There is a multitude of obstacles to each of us recognizing our privilege and exercising our power.  In lieu of a lesson on women’s history taken from my Women and the Law teaching days, we played 21 Questions.  I chose feminist author Betty Friedan to satisfy my longing to give a lecture.  

My privileges are immense on many levels. My parents were never subject to a poll tax or a literacy test. and my own privilege is immense. The furthest I’ve walked to a polling place was three blocks. Being white, I’ve never been heckled at a polling place nor told I didn’t have the proper ID like countless people of color are each election day.

Here we are now, just weeks after that Independence Day conversation, and Kamala Harris is the first Black woman to be a vice presidential candidate for a major political party.  We are less than 90 days from election day.  And we are on the brink of marking the 100th anniversary of women’s suffrage.

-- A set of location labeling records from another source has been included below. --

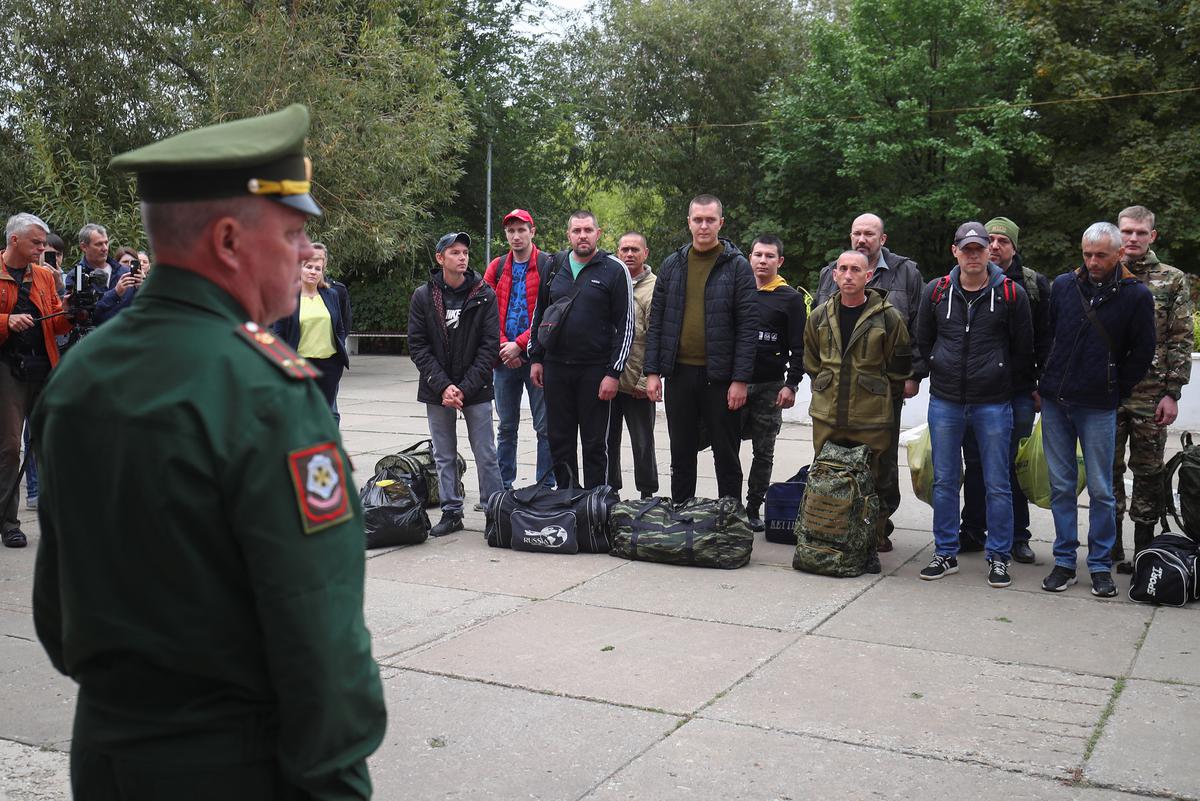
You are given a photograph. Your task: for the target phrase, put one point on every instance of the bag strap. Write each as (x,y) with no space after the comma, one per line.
(1096,323)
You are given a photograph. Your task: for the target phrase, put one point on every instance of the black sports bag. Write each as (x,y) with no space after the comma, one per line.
(552,521)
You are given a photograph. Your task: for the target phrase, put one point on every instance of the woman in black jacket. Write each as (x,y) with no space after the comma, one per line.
(316,330)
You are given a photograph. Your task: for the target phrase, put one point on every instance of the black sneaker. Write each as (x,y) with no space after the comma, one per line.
(1059,579)
(1023,553)
(449,523)
(755,521)
(940,566)
(1103,585)
(997,573)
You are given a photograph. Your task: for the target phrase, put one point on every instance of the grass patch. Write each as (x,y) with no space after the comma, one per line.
(1117,688)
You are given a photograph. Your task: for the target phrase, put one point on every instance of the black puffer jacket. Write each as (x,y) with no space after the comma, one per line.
(731,317)
(468,362)
(975,351)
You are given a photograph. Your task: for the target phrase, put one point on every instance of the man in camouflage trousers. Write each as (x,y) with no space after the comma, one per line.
(1144,416)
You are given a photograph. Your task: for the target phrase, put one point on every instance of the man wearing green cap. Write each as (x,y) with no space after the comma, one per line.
(1003,236)
(211,607)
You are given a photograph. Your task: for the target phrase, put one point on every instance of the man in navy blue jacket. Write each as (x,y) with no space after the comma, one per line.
(1103,324)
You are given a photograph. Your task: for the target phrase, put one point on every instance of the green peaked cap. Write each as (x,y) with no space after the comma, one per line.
(261,156)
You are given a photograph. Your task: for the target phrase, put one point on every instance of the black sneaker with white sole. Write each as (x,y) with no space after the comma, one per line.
(997,573)
(1103,585)
(1059,579)
(940,566)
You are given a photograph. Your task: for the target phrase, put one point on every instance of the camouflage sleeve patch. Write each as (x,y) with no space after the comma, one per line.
(318,476)
(276,351)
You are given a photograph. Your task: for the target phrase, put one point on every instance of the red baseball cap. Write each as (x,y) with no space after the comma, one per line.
(517,214)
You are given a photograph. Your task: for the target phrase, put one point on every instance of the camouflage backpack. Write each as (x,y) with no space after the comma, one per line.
(835,531)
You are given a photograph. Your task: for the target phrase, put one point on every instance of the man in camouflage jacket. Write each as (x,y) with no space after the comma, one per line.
(1144,416)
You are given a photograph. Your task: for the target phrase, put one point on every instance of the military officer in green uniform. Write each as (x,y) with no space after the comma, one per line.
(202,558)
(1144,416)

How do we remember the hard-won victories of those who came before us? How do we remember the privileges we take for granted? How do we act on what others have given us?

Grace is away at college. I’ll text her to encourage her to go online to register to vote and send her the link. I’ll let her know that her uncle Kevin and I already put our applications in the drop box to get our vote-by-mail ballots. I’ll remind her to vote in October in case there are any kerfuffles. Maybe I’ll even tell her how I celebrated when my youngest child was born on Susan B. Anthony’s birthday.

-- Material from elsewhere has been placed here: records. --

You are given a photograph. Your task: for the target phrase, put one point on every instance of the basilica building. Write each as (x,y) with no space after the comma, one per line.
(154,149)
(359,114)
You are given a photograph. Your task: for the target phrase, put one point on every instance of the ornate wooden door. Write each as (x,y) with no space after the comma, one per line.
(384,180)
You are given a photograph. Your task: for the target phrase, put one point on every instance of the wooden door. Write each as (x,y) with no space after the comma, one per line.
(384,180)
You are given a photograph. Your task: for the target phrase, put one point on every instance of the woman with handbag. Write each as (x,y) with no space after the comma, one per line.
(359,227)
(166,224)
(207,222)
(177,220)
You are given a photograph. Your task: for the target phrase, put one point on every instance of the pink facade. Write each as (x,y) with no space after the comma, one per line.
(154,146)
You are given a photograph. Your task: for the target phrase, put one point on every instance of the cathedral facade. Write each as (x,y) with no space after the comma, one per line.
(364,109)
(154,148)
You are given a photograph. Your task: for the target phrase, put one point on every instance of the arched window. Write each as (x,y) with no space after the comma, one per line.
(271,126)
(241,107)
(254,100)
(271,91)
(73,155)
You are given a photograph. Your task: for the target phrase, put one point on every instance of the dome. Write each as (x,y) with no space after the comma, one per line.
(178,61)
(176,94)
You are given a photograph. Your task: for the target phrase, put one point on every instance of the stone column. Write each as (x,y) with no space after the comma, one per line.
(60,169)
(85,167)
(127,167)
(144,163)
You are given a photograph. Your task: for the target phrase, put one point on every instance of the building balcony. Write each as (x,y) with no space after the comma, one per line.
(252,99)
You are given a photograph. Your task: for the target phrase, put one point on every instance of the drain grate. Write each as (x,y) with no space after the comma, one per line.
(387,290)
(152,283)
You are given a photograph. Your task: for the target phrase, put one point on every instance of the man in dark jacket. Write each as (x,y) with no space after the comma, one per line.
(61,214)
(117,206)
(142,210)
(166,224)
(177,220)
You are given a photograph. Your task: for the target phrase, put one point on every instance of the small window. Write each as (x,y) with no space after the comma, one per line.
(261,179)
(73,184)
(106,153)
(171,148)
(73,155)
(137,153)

There is a time for education. There is a time for listening. And there’s still time to vote. Grace won’t be the only one hearing from me in the weeks ahead.

Coach Koenig

What obstacles get in the way of you exercise your rights?

How do you show appreciation for sacrifices others made that benefit you?

Is this a time to use your voice, to listen, or to act?

1 Comment

  1. My birthday is August 26th. The 19th Amendment was certified on August 26th. More than a coincidence for me, perhaps, it allowed me to easily remember it for my history exams. When friends ask about my birthday I tell them about the 19th Amendment connection without sharing the date.

    This year I am willing to share my birthday with the 100th anniversary of the US Constitutional right to vote. No cake or candles needed to celebrate. My ballot in hand shall be my cake, my ballot cast shall be my ice cream, my ballot counted shall be my candle lit.